Malaysia basing new Batu Puteh challenge on declassified UK papers
(MMO) – Three documents recently declassified by the UK are the foundation of Malaysia’s bid to review the 2008 International Court of Justice decision that granted Singapore ownership of Pulau Batu Puteh.
According to Singaporean news outlet The Straits Times, the documents were released to the public by the UK between August last year and January.
They include private letters of Singapore’s colonial authorities from 1958, a British Navy incident report from the same year, and an annotated map of naval operations from the 1960s.
“Malaysia claims that these documents establish the new fact that ‘officials at the highest levels in the British colonial and Singaporean administration appreciated that Pedra Branca/Pulau Batu Puteh did not form part of Singapore’s sovereign territory’ during the relevant period,” the ICJ said in a statement.
“Malaysia argues that ‘that the Court would have been bound to reach a different conclusion on the question of sovereignty over Pedra Branca/Pulau Batu Puteh had it been aware of this new evidence’.”

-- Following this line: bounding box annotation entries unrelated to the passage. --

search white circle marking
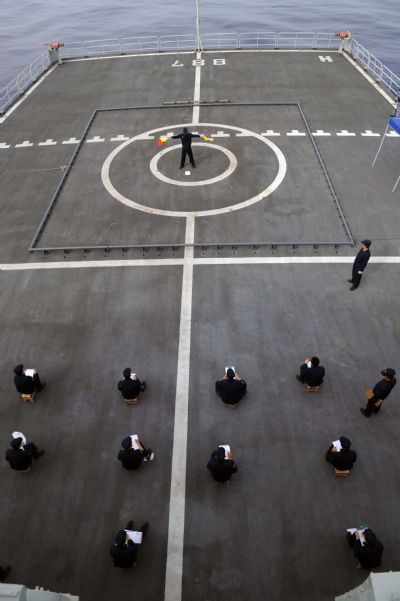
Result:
[150,142,237,186]
[101,123,287,217]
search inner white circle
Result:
[101,123,287,217]
[150,142,237,186]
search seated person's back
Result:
[326,436,357,471]
[215,368,247,405]
[14,364,36,394]
[118,367,142,399]
[207,447,237,482]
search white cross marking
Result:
[38,138,57,146]
[286,129,306,136]
[63,138,80,144]
[312,129,331,136]
[86,136,105,144]
[110,134,129,142]
[15,140,33,148]
[336,129,356,136]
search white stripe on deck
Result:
[192,52,201,125]
[0,254,400,271]
[164,216,195,601]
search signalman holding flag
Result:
[172,127,200,169]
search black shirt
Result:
[371,378,396,401]
[329,449,357,470]
[6,449,32,471]
[118,449,143,470]
[172,132,200,149]
[353,249,371,271]
[207,451,237,482]
[110,539,137,568]
[118,378,142,400]
[300,364,325,386]
[215,379,247,405]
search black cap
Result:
[339,436,351,449]
[10,436,22,449]
[381,367,396,378]
[115,530,126,546]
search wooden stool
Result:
[304,384,320,392]
[125,397,139,405]
[335,468,350,478]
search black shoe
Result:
[0,566,11,582]
[140,522,150,538]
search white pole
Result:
[196,0,203,52]
[392,175,400,192]
[372,123,389,167]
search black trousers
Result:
[351,267,362,288]
[365,399,382,417]
[181,148,195,167]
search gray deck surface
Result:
[0,51,400,601]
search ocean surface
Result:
[0,0,400,87]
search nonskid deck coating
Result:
[0,52,399,601]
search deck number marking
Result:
[171,58,226,67]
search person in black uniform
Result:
[296,357,325,387]
[207,447,237,482]
[325,436,357,471]
[110,520,149,568]
[118,436,152,470]
[215,367,247,405]
[360,367,396,417]
[346,528,384,570]
[172,127,200,169]
[118,367,146,401]
[347,240,371,290]
[6,437,44,472]
[14,363,46,394]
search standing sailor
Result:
[172,127,200,169]
[347,240,371,290]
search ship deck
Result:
[0,51,400,601]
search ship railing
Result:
[0,52,50,114]
[0,31,400,114]
[351,38,400,96]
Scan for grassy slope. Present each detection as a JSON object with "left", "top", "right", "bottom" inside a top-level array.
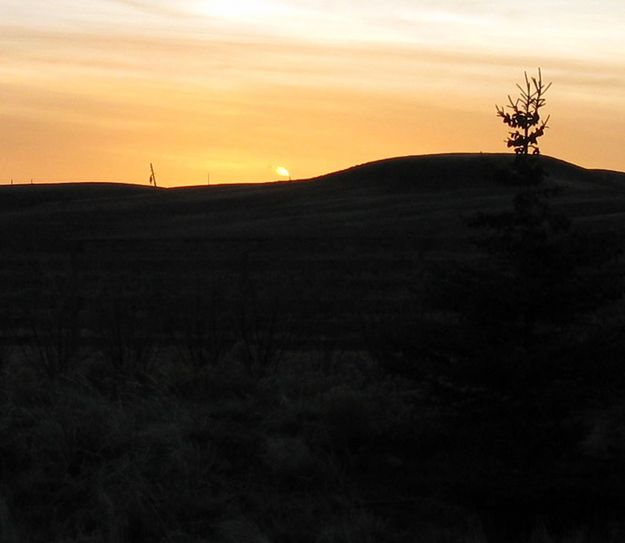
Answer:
[
  {"left": 0, "top": 155, "right": 625, "bottom": 239},
  {"left": 0, "top": 155, "right": 625, "bottom": 543}
]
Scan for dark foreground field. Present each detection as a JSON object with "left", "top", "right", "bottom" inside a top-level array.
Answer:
[{"left": 0, "top": 155, "right": 625, "bottom": 543}]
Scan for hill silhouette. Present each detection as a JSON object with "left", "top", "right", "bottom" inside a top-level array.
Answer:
[
  {"left": 0, "top": 154, "right": 625, "bottom": 543},
  {"left": 0, "top": 154, "right": 625, "bottom": 245}
]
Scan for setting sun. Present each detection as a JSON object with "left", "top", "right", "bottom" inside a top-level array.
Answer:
[
  {"left": 0, "top": 0, "right": 625, "bottom": 186},
  {"left": 276, "top": 166, "right": 291, "bottom": 177}
]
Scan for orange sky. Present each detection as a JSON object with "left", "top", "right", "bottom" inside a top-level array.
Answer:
[{"left": 0, "top": 0, "right": 625, "bottom": 186}]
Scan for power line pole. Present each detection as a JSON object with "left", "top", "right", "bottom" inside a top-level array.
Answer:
[{"left": 150, "top": 162, "right": 156, "bottom": 188}]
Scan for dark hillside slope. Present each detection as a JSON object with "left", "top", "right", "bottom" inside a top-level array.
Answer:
[{"left": 0, "top": 154, "right": 625, "bottom": 244}]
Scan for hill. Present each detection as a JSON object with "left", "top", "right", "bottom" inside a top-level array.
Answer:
[
  {"left": 0, "top": 154, "right": 625, "bottom": 243},
  {"left": 0, "top": 154, "right": 625, "bottom": 543}
]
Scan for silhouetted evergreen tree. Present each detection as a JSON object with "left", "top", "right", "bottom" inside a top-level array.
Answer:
[{"left": 422, "top": 72, "right": 623, "bottom": 528}]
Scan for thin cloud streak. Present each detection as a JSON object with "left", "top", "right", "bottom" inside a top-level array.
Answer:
[{"left": 0, "top": 0, "right": 625, "bottom": 183}]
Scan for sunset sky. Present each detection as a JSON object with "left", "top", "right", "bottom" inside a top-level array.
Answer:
[{"left": 0, "top": 0, "right": 625, "bottom": 186}]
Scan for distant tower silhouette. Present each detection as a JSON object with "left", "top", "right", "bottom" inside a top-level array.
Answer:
[{"left": 150, "top": 162, "right": 156, "bottom": 188}]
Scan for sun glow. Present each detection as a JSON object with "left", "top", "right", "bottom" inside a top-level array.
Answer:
[{"left": 276, "top": 166, "right": 291, "bottom": 178}]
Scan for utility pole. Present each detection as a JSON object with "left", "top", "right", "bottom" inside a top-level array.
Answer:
[{"left": 150, "top": 162, "right": 156, "bottom": 188}]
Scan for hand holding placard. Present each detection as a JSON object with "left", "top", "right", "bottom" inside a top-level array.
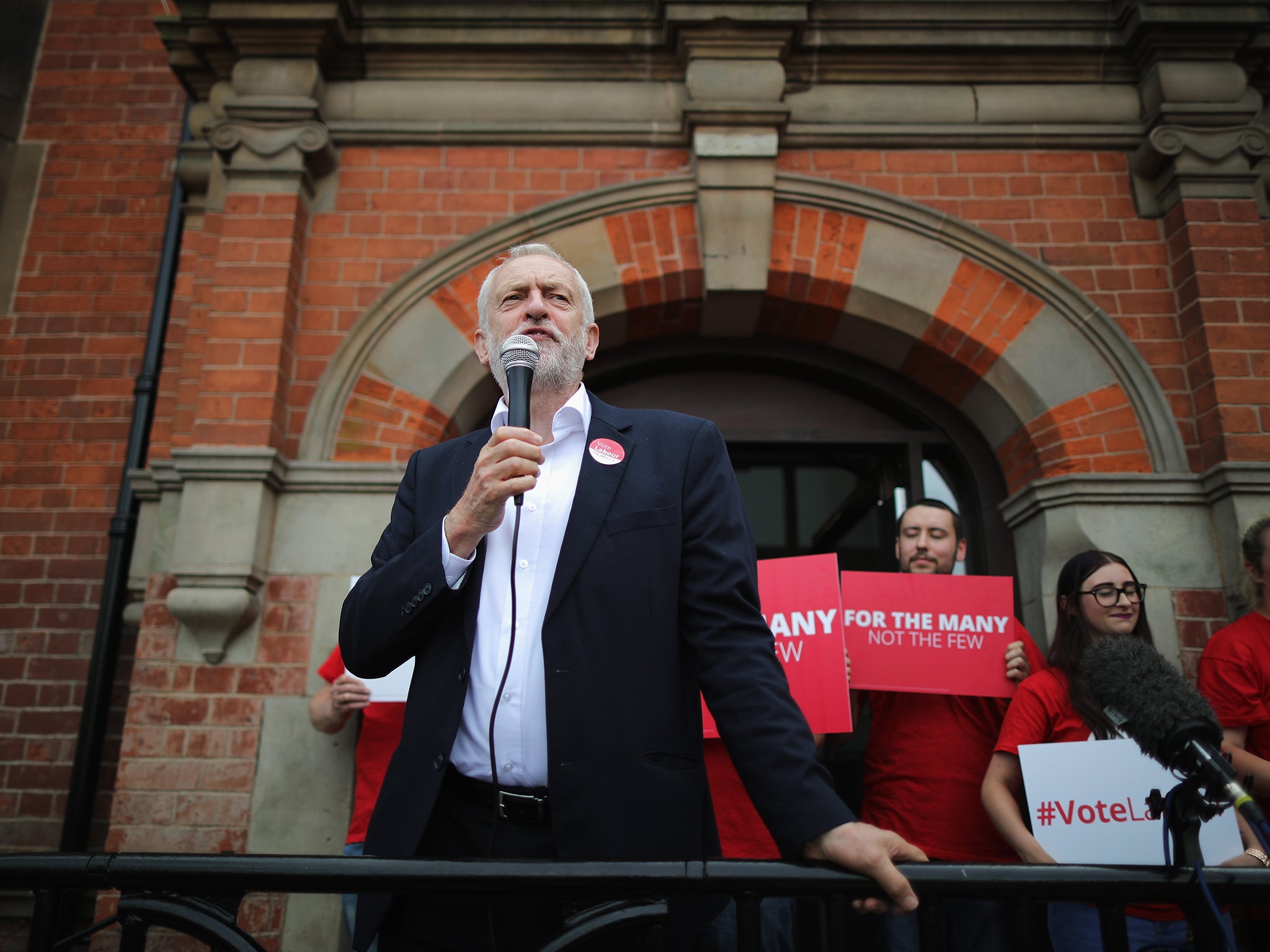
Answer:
[{"left": 842, "top": 573, "right": 1028, "bottom": 697}]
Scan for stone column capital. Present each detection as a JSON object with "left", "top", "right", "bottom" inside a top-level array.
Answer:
[{"left": 1129, "top": 60, "right": 1270, "bottom": 218}]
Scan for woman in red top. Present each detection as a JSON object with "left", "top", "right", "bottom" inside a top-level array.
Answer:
[
  {"left": 983, "top": 550, "right": 1186, "bottom": 952},
  {"left": 1199, "top": 515, "right": 1270, "bottom": 822}
]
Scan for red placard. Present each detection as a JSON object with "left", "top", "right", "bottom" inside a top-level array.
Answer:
[
  {"left": 701, "top": 552, "right": 851, "bottom": 738},
  {"left": 842, "top": 573, "right": 1017, "bottom": 697}
]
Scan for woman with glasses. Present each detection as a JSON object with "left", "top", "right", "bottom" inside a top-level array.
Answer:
[{"left": 983, "top": 550, "right": 1186, "bottom": 952}]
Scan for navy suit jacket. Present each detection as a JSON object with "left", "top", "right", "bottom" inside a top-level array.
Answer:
[{"left": 339, "top": 396, "right": 855, "bottom": 948}]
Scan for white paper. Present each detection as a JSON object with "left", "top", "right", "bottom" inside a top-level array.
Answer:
[
  {"left": 365, "top": 658, "right": 414, "bottom": 700},
  {"left": 348, "top": 575, "right": 414, "bottom": 702},
  {"left": 1018, "top": 740, "right": 1243, "bottom": 866}
]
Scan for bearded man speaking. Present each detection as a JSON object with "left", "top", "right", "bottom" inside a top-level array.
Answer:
[{"left": 339, "top": 245, "right": 925, "bottom": 952}]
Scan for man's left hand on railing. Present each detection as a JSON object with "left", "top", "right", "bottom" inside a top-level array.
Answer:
[{"left": 802, "top": 822, "right": 927, "bottom": 913}]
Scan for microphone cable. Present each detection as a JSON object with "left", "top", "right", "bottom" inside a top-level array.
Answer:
[
  {"left": 485, "top": 505, "right": 521, "bottom": 952},
  {"left": 1160, "top": 785, "right": 1240, "bottom": 952}
]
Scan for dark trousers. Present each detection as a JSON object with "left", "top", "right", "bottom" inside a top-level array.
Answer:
[{"left": 378, "top": 783, "right": 564, "bottom": 952}]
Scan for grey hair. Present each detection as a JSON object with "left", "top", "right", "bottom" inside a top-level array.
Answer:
[
  {"left": 476, "top": 241, "right": 596, "bottom": 335},
  {"left": 1240, "top": 513, "right": 1270, "bottom": 608}
]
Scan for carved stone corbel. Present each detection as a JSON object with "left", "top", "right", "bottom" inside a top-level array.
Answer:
[
  {"left": 205, "top": 58, "right": 335, "bottom": 194},
  {"left": 680, "top": 22, "right": 793, "bottom": 337},
  {"left": 1129, "top": 60, "right": 1270, "bottom": 218},
  {"left": 167, "top": 447, "right": 286, "bottom": 664},
  {"left": 167, "top": 574, "right": 260, "bottom": 664},
  {"left": 1130, "top": 126, "right": 1270, "bottom": 217}
]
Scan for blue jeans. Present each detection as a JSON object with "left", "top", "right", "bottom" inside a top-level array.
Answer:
[
  {"left": 1049, "top": 902, "right": 1188, "bottom": 952},
  {"left": 701, "top": 896, "right": 794, "bottom": 952},
  {"left": 877, "top": 899, "right": 1016, "bottom": 952},
  {"left": 339, "top": 843, "right": 380, "bottom": 952}
]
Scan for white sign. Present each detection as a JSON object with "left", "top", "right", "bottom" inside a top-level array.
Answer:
[
  {"left": 1018, "top": 739, "right": 1243, "bottom": 866},
  {"left": 348, "top": 575, "right": 414, "bottom": 702}
]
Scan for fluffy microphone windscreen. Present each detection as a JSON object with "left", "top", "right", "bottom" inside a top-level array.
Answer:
[{"left": 1081, "top": 637, "right": 1222, "bottom": 764}]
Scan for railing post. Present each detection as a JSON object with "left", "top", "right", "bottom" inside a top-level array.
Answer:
[
  {"left": 737, "top": 892, "right": 763, "bottom": 952},
  {"left": 917, "top": 896, "right": 944, "bottom": 952},
  {"left": 120, "top": 915, "right": 150, "bottom": 952},
  {"left": 1099, "top": 900, "right": 1129, "bottom": 952},
  {"left": 27, "top": 890, "right": 62, "bottom": 952},
  {"left": 825, "top": 892, "right": 847, "bottom": 952}
]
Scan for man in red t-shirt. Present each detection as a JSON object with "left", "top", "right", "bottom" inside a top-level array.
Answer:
[
  {"left": 853, "top": 499, "right": 1046, "bottom": 952},
  {"left": 309, "top": 646, "right": 405, "bottom": 952}
]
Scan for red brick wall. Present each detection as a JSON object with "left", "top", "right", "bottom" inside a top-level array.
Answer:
[
  {"left": 1173, "top": 589, "right": 1231, "bottom": 683},
  {"left": 777, "top": 150, "right": 1204, "bottom": 466},
  {"left": 145, "top": 148, "right": 688, "bottom": 467},
  {"left": 84, "top": 575, "right": 318, "bottom": 952},
  {"left": 1165, "top": 201, "right": 1270, "bottom": 469},
  {"left": 0, "top": 0, "right": 185, "bottom": 849}
]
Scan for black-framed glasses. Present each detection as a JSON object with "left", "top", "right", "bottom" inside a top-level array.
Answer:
[{"left": 1081, "top": 581, "right": 1147, "bottom": 608}]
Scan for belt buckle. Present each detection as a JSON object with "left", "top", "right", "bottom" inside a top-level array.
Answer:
[{"left": 498, "top": 790, "right": 542, "bottom": 822}]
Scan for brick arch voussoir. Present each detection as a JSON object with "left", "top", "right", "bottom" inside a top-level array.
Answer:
[
  {"left": 765, "top": 174, "right": 1189, "bottom": 477},
  {"left": 300, "top": 175, "right": 701, "bottom": 462}
]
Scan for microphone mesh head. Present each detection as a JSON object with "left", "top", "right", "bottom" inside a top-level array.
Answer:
[{"left": 498, "top": 334, "right": 541, "bottom": 371}]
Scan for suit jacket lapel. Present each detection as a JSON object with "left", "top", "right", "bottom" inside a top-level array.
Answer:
[
  {"left": 546, "top": 395, "right": 635, "bottom": 627},
  {"left": 447, "top": 429, "right": 491, "bottom": 651}
]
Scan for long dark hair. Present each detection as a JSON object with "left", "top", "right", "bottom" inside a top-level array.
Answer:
[
  {"left": 1240, "top": 513, "right": 1270, "bottom": 608},
  {"left": 1049, "top": 549, "right": 1155, "bottom": 740}
]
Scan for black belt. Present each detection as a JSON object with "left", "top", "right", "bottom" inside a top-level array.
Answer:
[{"left": 446, "top": 767, "right": 551, "bottom": 822}]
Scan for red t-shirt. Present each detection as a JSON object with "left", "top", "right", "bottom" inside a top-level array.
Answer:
[
  {"left": 859, "top": 620, "right": 1046, "bottom": 863},
  {"left": 1199, "top": 612, "right": 1270, "bottom": 811},
  {"left": 996, "top": 668, "right": 1185, "bottom": 922},
  {"left": 318, "top": 645, "right": 405, "bottom": 843},
  {"left": 705, "top": 738, "right": 781, "bottom": 859}
]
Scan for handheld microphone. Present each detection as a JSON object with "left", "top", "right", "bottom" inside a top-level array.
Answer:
[
  {"left": 498, "top": 334, "right": 541, "bottom": 505},
  {"left": 1081, "top": 636, "right": 1265, "bottom": 825}
]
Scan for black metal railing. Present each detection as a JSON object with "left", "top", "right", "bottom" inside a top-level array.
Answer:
[{"left": 0, "top": 853, "right": 1270, "bottom": 952}]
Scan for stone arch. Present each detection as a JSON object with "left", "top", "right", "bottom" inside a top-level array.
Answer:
[{"left": 301, "top": 174, "right": 1189, "bottom": 490}]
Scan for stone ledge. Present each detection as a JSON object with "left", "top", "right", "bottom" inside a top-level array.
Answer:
[
  {"left": 128, "top": 459, "right": 405, "bottom": 501},
  {"left": 1199, "top": 461, "right": 1270, "bottom": 504},
  {"left": 1000, "top": 472, "right": 1208, "bottom": 531},
  {"left": 171, "top": 446, "right": 287, "bottom": 490},
  {"left": 1001, "top": 469, "right": 1270, "bottom": 538}
]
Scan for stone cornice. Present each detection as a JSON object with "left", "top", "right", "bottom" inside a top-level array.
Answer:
[
  {"left": 1001, "top": 462, "right": 1270, "bottom": 529},
  {"left": 143, "top": 446, "right": 405, "bottom": 492},
  {"left": 171, "top": 446, "right": 287, "bottom": 490},
  {"left": 158, "top": 0, "right": 1270, "bottom": 92}
]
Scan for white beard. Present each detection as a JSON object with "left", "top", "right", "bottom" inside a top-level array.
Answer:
[{"left": 489, "top": 327, "right": 587, "bottom": 397}]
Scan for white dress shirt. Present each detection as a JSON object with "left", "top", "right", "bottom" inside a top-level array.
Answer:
[{"left": 441, "top": 385, "right": 590, "bottom": 787}]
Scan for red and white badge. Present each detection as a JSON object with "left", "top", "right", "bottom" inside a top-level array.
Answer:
[{"left": 587, "top": 439, "right": 626, "bottom": 466}]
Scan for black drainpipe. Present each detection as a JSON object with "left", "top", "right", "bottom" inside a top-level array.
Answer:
[{"left": 60, "top": 102, "right": 190, "bottom": 853}]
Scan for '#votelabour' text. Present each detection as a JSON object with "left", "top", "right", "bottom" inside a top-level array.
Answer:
[{"left": 1036, "top": 797, "right": 1150, "bottom": 826}]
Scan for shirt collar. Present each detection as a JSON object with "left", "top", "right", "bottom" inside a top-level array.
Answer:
[{"left": 489, "top": 383, "right": 590, "bottom": 441}]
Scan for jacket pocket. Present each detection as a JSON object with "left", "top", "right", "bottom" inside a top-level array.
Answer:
[
  {"left": 605, "top": 505, "right": 680, "bottom": 536},
  {"left": 644, "top": 750, "right": 701, "bottom": 770}
]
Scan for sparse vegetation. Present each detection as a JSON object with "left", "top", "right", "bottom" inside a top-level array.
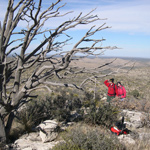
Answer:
[{"left": 53, "top": 125, "right": 125, "bottom": 150}]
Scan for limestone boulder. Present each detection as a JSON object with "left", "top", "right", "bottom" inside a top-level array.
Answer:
[{"left": 38, "top": 120, "right": 59, "bottom": 143}]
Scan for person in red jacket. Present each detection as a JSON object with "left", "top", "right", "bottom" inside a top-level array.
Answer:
[
  {"left": 116, "top": 82, "right": 126, "bottom": 100},
  {"left": 104, "top": 78, "right": 117, "bottom": 102}
]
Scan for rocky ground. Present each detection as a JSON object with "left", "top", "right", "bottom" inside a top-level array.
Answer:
[{"left": 6, "top": 110, "right": 150, "bottom": 150}]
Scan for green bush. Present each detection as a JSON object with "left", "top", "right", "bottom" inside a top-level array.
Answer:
[
  {"left": 84, "top": 103, "right": 119, "bottom": 127},
  {"left": 52, "top": 126, "right": 125, "bottom": 150}
]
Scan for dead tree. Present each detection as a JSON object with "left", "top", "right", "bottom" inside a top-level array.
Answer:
[{"left": 0, "top": 0, "right": 116, "bottom": 141}]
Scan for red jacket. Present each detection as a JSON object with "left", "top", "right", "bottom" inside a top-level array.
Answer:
[
  {"left": 116, "top": 85, "right": 126, "bottom": 98},
  {"left": 104, "top": 80, "right": 117, "bottom": 96}
]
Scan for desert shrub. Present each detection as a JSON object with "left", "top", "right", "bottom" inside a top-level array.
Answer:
[
  {"left": 112, "top": 98, "right": 150, "bottom": 113},
  {"left": 53, "top": 125, "right": 125, "bottom": 150},
  {"left": 16, "top": 91, "right": 82, "bottom": 135},
  {"left": 84, "top": 103, "right": 119, "bottom": 127}
]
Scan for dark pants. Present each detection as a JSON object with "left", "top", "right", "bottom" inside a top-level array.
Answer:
[{"left": 107, "top": 95, "right": 115, "bottom": 102}]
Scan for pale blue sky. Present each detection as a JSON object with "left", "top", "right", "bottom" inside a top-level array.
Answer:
[{"left": 0, "top": 0, "right": 150, "bottom": 58}]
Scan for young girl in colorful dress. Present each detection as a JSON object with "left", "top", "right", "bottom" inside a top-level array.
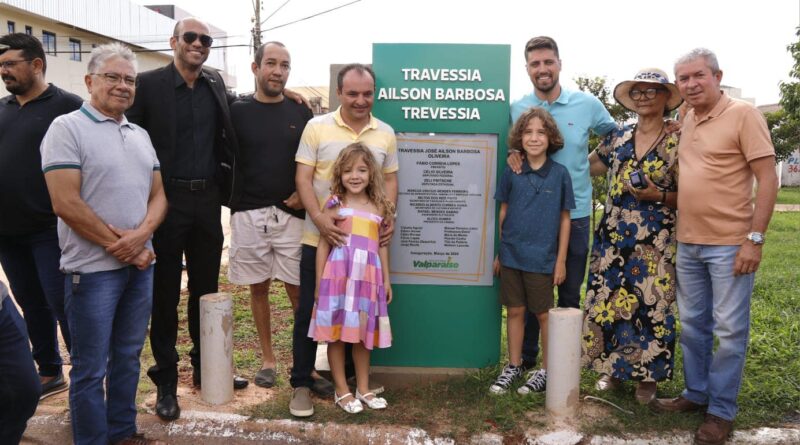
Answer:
[{"left": 308, "top": 143, "right": 394, "bottom": 414}]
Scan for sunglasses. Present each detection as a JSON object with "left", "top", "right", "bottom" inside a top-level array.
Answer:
[{"left": 175, "top": 31, "right": 214, "bottom": 48}]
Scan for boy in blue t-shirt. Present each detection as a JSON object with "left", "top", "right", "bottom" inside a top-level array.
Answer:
[{"left": 489, "top": 107, "right": 575, "bottom": 394}]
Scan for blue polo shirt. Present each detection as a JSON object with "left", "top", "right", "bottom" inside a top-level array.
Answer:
[
  {"left": 511, "top": 87, "right": 617, "bottom": 219},
  {"left": 494, "top": 158, "right": 575, "bottom": 274}
]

Attorney-General Tan Sri Mohamed Apandi Ali said Malaysia filed the application at the ICJ, The Hague, on Thursday in the case between Malaysia and Singapore concerning the sovereignty of Pulau Batu Puteh, or Pedra Branca as it is now known, the Middle Rocks, and South Ledge.
The row over the ownership of Pulau Batu Puteh traces back to 1980, when Malaysia published a map indicating the island to be within the country’s territorial waters.
This led to a nearly three-decade dispute with Singapore that finally ended when the island was ruled to be Singaporean territory by the ICJ in 2008.
The ICJ had found that Singapore investigated shipwrecks within Pulau Batu Puteh’s territorial waters and granted or did not grant permission to Malaysian officials to survey the waters surrounding the island.
It further noted that Malaysia did not react to the flying of the Singapore ensign on the island and Singapore’s installation of military equipment on the island.
The ICJ had also judged that sovereignty over the Middle Rocks belonged to Malaysia and refrained from awarding South Ledge to either Malaysia or Singapore.